Bright House has fended off other competitors, as well. In Florida, the company's largest market, it had faced competition from satellite and from the overbuilder Knology for a number of years prior to the launch of FiOS. “We believe satellite penetration in our Florida markets is far beneath the national averages,” Bergman said.

But the MSO redoubled its efforts when Verizon chose Florida for the second launch of its FiOS product. The systems began an intensive reexamination of every aspect of their business to improve operations and worked to make their consumer offerings more appealing. “We have done a good job with stable video penetration, despite the increased landline competition for video,” Bergman said.

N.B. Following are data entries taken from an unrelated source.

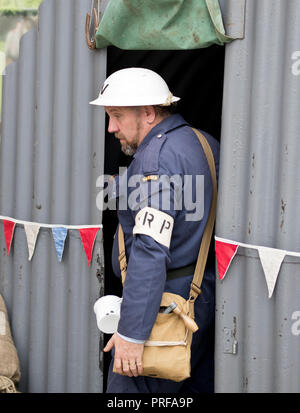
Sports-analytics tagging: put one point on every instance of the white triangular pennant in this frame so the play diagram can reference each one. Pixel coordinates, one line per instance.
(31, 231)
(271, 260)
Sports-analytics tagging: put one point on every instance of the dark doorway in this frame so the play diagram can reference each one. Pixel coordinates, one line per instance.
(196, 76)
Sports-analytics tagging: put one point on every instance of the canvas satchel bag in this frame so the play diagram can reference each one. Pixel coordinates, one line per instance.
(9, 361)
(167, 352)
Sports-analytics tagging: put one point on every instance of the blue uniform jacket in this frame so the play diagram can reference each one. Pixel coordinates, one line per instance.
(170, 149)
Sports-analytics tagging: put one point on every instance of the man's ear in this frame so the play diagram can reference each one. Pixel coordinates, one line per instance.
(150, 114)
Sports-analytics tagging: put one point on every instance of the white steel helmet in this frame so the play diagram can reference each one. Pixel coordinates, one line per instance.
(134, 86)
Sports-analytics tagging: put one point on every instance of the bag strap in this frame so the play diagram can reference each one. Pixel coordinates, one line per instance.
(206, 238)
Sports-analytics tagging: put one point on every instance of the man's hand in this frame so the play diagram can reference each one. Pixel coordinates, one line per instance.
(128, 356)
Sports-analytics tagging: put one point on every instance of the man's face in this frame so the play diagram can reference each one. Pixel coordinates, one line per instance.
(126, 124)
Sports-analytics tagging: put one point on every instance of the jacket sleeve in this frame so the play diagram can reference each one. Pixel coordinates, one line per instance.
(146, 270)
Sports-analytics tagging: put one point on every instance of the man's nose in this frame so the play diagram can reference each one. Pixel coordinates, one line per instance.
(112, 126)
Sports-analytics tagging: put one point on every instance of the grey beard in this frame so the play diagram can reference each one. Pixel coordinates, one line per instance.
(129, 150)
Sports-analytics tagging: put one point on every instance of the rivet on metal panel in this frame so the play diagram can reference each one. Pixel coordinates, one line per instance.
(230, 344)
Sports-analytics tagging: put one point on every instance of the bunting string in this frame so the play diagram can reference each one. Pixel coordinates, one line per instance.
(17, 221)
(59, 232)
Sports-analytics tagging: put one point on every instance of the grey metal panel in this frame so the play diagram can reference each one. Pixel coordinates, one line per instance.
(259, 202)
(52, 151)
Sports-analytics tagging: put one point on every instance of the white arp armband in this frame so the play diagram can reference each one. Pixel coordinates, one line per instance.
(156, 224)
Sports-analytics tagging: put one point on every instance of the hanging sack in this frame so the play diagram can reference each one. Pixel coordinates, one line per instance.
(167, 352)
(9, 362)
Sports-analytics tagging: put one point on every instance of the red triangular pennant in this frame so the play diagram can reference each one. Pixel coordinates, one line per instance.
(225, 253)
(9, 227)
(88, 236)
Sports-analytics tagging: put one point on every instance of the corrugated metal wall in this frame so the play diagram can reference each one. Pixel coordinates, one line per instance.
(51, 155)
(259, 202)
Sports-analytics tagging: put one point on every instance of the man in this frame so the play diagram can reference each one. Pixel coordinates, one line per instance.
(166, 151)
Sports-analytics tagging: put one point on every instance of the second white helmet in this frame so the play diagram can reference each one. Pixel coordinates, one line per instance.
(134, 87)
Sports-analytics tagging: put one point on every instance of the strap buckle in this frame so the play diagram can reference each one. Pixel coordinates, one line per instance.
(195, 288)
(122, 260)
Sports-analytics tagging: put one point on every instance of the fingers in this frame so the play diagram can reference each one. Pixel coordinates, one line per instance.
(128, 367)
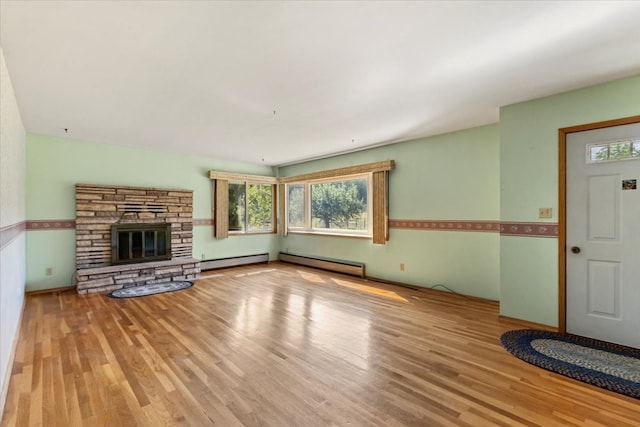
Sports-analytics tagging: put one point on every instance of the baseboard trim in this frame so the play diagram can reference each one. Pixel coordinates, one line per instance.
(12, 357)
(339, 266)
(532, 325)
(51, 290)
(214, 264)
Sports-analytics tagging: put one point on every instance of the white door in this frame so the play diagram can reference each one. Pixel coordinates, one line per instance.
(603, 237)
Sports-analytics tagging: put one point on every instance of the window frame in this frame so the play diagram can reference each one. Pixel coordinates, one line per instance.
(221, 201)
(308, 228)
(274, 216)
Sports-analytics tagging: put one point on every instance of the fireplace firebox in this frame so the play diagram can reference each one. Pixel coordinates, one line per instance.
(131, 243)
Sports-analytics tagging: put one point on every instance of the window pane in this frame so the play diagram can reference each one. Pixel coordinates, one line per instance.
(619, 150)
(236, 206)
(296, 206)
(598, 153)
(260, 207)
(340, 205)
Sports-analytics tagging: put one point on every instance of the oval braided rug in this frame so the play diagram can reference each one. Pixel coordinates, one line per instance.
(143, 290)
(610, 366)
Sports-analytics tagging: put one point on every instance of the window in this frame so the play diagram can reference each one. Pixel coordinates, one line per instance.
(295, 206)
(251, 208)
(338, 205)
(611, 151)
(243, 203)
(348, 201)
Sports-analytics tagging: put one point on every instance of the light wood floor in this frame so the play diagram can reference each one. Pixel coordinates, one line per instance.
(279, 345)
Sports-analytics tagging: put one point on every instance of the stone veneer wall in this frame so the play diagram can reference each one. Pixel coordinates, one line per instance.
(100, 206)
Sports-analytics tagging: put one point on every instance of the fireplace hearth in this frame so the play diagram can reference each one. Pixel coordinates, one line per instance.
(130, 236)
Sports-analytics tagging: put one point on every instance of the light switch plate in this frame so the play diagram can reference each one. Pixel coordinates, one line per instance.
(544, 213)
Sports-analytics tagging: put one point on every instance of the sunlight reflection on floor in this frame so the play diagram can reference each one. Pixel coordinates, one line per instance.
(370, 289)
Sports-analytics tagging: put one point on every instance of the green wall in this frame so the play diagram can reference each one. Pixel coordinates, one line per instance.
(447, 177)
(55, 165)
(503, 172)
(529, 180)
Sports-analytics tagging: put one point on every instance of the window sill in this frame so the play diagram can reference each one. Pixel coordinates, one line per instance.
(250, 233)
(331, 234)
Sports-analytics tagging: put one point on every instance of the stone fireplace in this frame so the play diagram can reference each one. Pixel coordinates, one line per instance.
(132, 243)
(128, 236)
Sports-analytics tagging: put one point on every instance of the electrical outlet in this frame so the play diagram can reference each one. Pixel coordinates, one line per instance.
(544, 213)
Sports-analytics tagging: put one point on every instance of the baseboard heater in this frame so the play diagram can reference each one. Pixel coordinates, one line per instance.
(212, 264)
(339, 266)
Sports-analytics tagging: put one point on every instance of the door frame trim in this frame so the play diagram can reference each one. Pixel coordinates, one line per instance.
(562, 207)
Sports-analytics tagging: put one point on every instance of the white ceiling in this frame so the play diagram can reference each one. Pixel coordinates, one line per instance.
(280, 82)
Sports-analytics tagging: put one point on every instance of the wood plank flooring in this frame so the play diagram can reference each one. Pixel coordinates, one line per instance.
(281, 345)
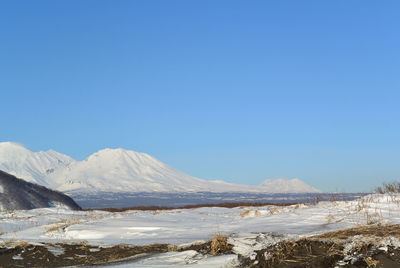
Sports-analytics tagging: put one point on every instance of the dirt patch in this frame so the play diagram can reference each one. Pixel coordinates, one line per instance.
(22, 254)
(224, 205)
(355, 247)
(60, 254)
(368, 230)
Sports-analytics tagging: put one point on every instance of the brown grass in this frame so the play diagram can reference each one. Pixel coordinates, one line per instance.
(224, 205)
(368, 230)
(62, 224)
(219, 245)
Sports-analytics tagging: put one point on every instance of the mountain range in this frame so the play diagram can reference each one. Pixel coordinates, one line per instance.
(119, 170)
(19, 194)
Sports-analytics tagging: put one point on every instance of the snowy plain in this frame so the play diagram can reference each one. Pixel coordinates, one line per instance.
(248, 228)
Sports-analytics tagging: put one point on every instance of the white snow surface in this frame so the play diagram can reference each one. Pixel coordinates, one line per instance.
(287, 186)
(119, 170)
(35, 167)
(248, 228)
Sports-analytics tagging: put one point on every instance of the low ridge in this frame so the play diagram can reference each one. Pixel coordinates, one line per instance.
(19, 194)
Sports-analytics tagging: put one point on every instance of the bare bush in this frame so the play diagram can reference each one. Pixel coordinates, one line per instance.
(391, 187)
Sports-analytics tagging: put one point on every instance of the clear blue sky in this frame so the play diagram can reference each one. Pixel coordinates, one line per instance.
(234, 90)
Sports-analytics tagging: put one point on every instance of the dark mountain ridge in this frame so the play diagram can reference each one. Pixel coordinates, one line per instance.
(16, 193)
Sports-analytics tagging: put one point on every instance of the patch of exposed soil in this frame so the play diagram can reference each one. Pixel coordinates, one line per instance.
(60, 254)
(332, 250)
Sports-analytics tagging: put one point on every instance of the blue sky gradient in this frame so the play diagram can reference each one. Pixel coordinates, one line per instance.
(235, 90)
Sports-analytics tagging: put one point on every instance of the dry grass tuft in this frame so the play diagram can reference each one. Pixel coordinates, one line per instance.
(371, 262)
(62, 224)
(219, 245)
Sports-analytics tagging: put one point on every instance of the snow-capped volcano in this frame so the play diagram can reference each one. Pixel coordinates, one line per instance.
(288, 186)
(34, 167)
(115, 170)
(120, 170)
(20, 194)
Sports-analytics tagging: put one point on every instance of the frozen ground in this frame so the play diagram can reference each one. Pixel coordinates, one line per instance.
(248, 228)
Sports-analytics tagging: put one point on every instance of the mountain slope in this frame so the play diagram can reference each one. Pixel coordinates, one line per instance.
(19, 194)
(287, 186)
(32, 166)
(116, 170)
(119, 170)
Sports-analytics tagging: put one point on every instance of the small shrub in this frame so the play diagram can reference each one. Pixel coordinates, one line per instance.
(219, 245)
(391, 187)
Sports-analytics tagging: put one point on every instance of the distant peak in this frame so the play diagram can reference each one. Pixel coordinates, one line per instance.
(12, 146)
(116, 152)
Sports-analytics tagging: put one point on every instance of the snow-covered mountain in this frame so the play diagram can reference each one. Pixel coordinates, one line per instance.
(19, 194)
(120, 170)
(117, 170)
(287, 186)
(31, 166)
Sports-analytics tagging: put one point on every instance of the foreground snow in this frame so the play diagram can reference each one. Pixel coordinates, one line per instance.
(249, 228)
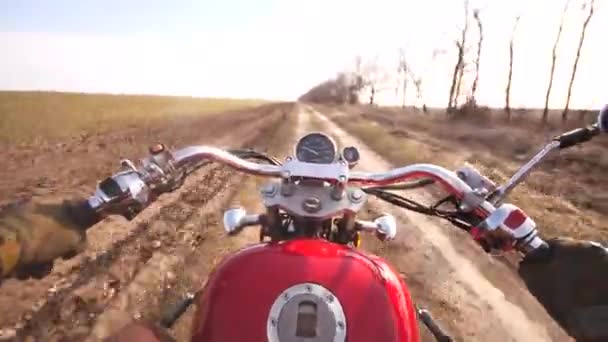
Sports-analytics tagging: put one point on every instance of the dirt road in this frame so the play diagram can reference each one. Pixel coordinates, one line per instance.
(123, 257)
(134, 269)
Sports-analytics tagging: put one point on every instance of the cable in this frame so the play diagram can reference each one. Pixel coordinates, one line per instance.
(454, 217)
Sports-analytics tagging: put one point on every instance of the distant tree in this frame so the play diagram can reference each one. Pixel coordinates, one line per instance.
(508, 90)
(553, 60)
(403, 69)
(578, 55)
(460, 62)
(478, 59)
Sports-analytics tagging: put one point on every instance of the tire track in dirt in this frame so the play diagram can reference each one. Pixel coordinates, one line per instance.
(436, 270)
(111, 240)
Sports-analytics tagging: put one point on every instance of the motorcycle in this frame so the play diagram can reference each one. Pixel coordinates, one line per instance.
(306, 280)
(132, 189)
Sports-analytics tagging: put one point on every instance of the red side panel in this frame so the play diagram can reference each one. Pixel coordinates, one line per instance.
(236, 302)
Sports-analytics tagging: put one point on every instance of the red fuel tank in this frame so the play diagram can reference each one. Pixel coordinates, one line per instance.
(304, 290)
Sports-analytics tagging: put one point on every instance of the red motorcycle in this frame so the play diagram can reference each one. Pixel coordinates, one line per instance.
(306, 280)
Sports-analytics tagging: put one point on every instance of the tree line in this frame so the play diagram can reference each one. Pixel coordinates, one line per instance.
(367, 75)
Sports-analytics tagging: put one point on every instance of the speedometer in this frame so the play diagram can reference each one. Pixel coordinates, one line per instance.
(316, 148)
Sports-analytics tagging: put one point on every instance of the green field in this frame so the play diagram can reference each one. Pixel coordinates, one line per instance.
(27, 117)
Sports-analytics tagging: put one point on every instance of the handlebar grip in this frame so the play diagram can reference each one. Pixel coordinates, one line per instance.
(577, 136)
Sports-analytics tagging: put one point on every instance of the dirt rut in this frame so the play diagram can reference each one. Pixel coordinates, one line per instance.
(446, 274)
(66, 303)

The company has also established itself as something of an innovator on the tech side. Haq said Bright House was one of the first operators to roll out a Metro Ethernet transport platform and to deploy Ethernet-over-fiber services for business customers. It was also an early adopter of an all Internet protocol-converged network strategy and has been aggressively deploying the “Start Over” service — developed by its partner Time Warner Cable to allow subscribers to play back recent programs — on that converged network. The Bright House systems are owned jointly by Time Warner Cable and Advance/Newhouse Partnership, which manages the systems.

“We have Start Over deployed in half of our footprint today and we have plans for nearly all of our divisions to deploy it later this year,” Bergman said. “The company has also been deploying switched digital video in most of our divisions,” which will free up bandwidth for additional services, such as HD content.

Those efforts have also translated into high consumer ratings. In 2008, J.D. Power ranked Bright House as the highest in consumer satisfaction for digital phone and data services among operators in the South region.

Some of Bergman's operational expertise can be traced back to her father, who has long been a prominent cable executive. “At the dinner table, my family would talk about things going on in the cable industry the way other families might talk about weather or politics,” she recalled.

After graduating with a degree in economics and statistics from the University of Rochester, Bergman began her career as a systems consultant at Arthur Andersen & Co. She loved the work but in late 1987, her cousin Mark Newhouse, convinced her to join Advance Publication's The Systems Group, which provided consulting services to the print, cable and media businesses owned by Advance Publications and the Newhouse family.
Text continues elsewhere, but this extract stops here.